Anti-bullying buttons a way to show support
Friday, Feb 12, 2016 03:43 pm
The annual Pretty in Pink fundraising campaign – initiated by individuals in Chestermere Synergy’s Youth Encouraging Lasting Leadership (YELL) program – seeks to visually capture the essence of the anti-bullying message behind Pink Shirt Day on Feb. 24 in its own unique way.
Christy Redl, youth leadership development co-ordinator with Synergy, said many of the kids had started to notice that if people chose to not wear a pink shirt on Pink Shirt Day, they were actually getting bullied for it.
The group addressed this issue and came up with the idea of anti-bullying buttons that could be worn to show support on that day and sold to raise money for a charity. Redl said considering Synergy wants to engage and develop community leaders, she was pleased with the result.
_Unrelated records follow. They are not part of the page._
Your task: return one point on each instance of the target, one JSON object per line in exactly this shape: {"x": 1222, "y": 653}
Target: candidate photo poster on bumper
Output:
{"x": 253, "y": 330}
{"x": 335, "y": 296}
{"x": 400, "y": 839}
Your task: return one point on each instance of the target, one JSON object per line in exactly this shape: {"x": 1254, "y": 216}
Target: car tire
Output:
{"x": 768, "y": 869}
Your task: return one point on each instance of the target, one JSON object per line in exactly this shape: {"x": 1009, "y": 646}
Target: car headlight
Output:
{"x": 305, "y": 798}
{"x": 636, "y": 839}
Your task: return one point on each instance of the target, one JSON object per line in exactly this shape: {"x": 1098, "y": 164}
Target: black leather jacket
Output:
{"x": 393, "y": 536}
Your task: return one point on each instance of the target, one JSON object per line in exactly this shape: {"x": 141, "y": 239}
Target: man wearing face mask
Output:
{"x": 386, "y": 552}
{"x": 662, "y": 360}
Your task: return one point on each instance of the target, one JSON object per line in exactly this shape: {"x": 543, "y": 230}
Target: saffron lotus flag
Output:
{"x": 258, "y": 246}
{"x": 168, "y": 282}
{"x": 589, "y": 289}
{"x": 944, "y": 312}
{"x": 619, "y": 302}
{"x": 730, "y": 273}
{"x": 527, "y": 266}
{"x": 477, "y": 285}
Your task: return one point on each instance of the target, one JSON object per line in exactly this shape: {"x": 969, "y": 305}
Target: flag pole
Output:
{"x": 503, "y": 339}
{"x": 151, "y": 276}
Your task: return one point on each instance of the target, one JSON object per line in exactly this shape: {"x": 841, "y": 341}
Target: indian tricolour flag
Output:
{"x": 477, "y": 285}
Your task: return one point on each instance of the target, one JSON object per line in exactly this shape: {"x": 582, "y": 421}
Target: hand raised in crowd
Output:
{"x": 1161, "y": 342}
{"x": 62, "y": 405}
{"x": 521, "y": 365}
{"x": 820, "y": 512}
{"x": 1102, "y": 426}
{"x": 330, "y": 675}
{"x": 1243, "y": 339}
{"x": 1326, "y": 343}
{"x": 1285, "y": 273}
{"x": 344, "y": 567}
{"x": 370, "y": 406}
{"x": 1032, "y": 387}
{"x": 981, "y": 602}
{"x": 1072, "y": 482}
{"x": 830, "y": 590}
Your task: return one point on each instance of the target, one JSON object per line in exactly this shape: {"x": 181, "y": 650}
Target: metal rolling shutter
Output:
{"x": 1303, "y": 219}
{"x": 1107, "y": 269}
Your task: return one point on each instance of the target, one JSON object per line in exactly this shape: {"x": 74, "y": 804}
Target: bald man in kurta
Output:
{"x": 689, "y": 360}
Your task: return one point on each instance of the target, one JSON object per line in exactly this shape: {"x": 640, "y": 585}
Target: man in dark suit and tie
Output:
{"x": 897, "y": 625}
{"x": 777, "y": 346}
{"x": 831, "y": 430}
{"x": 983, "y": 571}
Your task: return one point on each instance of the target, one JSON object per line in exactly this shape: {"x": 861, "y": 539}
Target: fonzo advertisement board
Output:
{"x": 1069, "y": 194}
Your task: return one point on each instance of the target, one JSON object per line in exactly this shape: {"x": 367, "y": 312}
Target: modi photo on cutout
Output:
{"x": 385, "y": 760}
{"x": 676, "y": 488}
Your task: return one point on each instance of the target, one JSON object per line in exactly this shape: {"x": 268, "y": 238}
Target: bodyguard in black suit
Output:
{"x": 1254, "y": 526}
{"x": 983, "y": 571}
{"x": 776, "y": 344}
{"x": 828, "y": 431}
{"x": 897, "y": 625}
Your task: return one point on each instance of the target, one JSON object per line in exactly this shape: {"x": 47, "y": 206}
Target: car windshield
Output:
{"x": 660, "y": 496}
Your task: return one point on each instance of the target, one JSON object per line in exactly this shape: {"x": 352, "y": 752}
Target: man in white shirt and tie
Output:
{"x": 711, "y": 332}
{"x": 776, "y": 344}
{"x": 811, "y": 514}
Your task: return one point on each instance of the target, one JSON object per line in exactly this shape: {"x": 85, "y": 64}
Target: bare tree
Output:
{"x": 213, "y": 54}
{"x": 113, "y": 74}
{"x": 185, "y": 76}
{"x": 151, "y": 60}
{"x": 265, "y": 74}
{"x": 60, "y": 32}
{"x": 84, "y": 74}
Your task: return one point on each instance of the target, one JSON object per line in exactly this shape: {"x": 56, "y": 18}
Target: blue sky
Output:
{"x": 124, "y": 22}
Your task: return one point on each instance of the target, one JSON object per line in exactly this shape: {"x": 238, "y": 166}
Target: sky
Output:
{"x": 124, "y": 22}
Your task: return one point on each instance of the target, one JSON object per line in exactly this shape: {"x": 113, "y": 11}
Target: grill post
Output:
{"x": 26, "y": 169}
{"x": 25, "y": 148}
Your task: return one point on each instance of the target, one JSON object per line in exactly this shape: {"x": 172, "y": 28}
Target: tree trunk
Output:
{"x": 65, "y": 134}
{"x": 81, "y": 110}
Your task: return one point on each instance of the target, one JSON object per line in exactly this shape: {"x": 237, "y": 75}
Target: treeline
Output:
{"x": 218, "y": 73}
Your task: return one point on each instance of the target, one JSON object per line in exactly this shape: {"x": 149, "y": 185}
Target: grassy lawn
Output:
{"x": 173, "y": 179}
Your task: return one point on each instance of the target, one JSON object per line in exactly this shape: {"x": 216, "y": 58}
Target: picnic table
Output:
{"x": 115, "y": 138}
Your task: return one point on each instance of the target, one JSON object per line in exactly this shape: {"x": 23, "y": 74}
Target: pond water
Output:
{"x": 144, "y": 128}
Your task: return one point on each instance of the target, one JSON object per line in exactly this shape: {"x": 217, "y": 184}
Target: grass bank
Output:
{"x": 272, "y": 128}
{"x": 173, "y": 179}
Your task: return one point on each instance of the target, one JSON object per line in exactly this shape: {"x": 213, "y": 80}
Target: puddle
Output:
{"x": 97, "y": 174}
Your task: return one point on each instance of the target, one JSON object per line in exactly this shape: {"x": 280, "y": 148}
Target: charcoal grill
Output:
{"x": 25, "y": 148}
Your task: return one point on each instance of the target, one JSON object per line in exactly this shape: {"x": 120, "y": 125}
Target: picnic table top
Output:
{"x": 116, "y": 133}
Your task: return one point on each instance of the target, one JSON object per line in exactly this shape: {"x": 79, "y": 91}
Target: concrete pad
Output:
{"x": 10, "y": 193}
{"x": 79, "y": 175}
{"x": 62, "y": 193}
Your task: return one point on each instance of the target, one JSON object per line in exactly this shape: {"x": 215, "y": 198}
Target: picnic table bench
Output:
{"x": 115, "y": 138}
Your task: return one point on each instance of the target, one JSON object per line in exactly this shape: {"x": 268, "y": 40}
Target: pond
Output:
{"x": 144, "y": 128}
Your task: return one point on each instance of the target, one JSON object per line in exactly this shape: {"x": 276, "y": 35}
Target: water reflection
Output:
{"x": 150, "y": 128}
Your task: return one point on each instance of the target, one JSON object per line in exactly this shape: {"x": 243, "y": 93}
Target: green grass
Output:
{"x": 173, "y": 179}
“We’re always trying to listen to what they’re telling us and to give them a voice,” she said. “It’s not my job to decide for them but its my job to help them have a voice in the community and to give their message.”
The Pretty in Pink campaign is a two-fold project, she said, in that it offers youth the opportunity to get out and engage with the community while raising bullying awareness.
According to Redl, the kids are driven to make a difference because many of them have had first-hand experiences with bullying.
“They know how it feels and they don’t want other kids to feel that way,” Redl said.
The buttons are available for purchase at 13 different locations around Chestermere and Langdon. The list of locations can be found online at truesynergy.ca/annual-fundraisers/pretty-in-pink
The buttons cost $2 for children and youth and $5 for adults.
All button proceeds go to the Children’s Wish Foundation, which Redl said the group is very excited about supporting for the first time this year.
“The Children’s Wish Foundation helps to support a group of kids that are at very high risk of being targeted for bullying,” she said.
The hope, Redl added, is for Synergy to continue to remind the public each year that bullying is something that needs our attention.
She said most kids want to be a positive force in their environment, especially when it comes to the issue of bullying, but Redl has found the tools are not always readily available for them to gain an understanding of how to do that.
“That’s why a day like this (Pink Shirt Day) is important,” Redl said. “It’s not just about wearing the shirts or the buttons, but it’s also about make sure we take some time to education the youth, teachers and adults as well.”